Share Your Public Data¶
We recommend using either Zenodo or the AWS Open Data Registry to make your training data publicly available to participants.
Zenodo¶
Zenodo is an open-source platform that:
- Promotes Open Science
- Is free to use
- Assigns a DOI to every dataset (improving traceability)
However, note the 50 GB size limit per repository.
👉 Add your dataset to our Grand Challenge Zenodo Community if you use this platform.
AWS Open Data Registry¶
An alternative option is the AWS Open Data Registry, which offers:
- No size restrictions like Zenodo
- Direct access via AWS S3
- Free data downloads
📝 Note: Applications are reviewed quarterly, so submit early.
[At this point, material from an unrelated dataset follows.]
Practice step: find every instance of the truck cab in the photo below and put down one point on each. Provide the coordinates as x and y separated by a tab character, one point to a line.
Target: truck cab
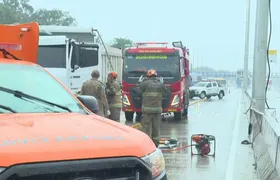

To add your dataset, follow the instructions on GitHub.
Choosing a Data License¶
Lastly, it's important to select a suitable license for the public training dataset used in your challenge. We recommend using a permissive Creative Commons (CC) license to ensure that participants can freely access and use the data for training and evaluation.
✅ Recommended: CC BY¶
We prefer the CC BY license, which:
- Allows others to distribute, remix, adapt, and build upon the data — even commercially
- Requires only that they give appropriate credit
- Maximizes usability and reduces ambiguity for participants
This license strikes the best balance between openness and attribution and ensures that participation in your challenge remains straightforward and unrestricted.
⚠️ Avoid: CC BY-NC-ND¶
We advise against using restrictive licenses such as CC BY-NC-ND, which:
- Prohibits commercial use
- Disallows distribution of adapted or modified versions of the data
These restrictions may create legal uncertainty for participants. For example, the model weights generated during training might be interpreted as a derivative of the dataset. Under a CC BY-NC-ND license, sharing or publishing such models could be considered a violation, effectively preventing participants from training and submitting models — which defeats the purpose of the challenge.
💬 Need Help Deciding?¶
If using a CC BY license is not possible for your dataset, or if you would like to discuss licensing options, we are happy to assist. Please contact us at:
⚠️ Important: Your test data must be uploaded to Grand Challenge and should not be shared publicly.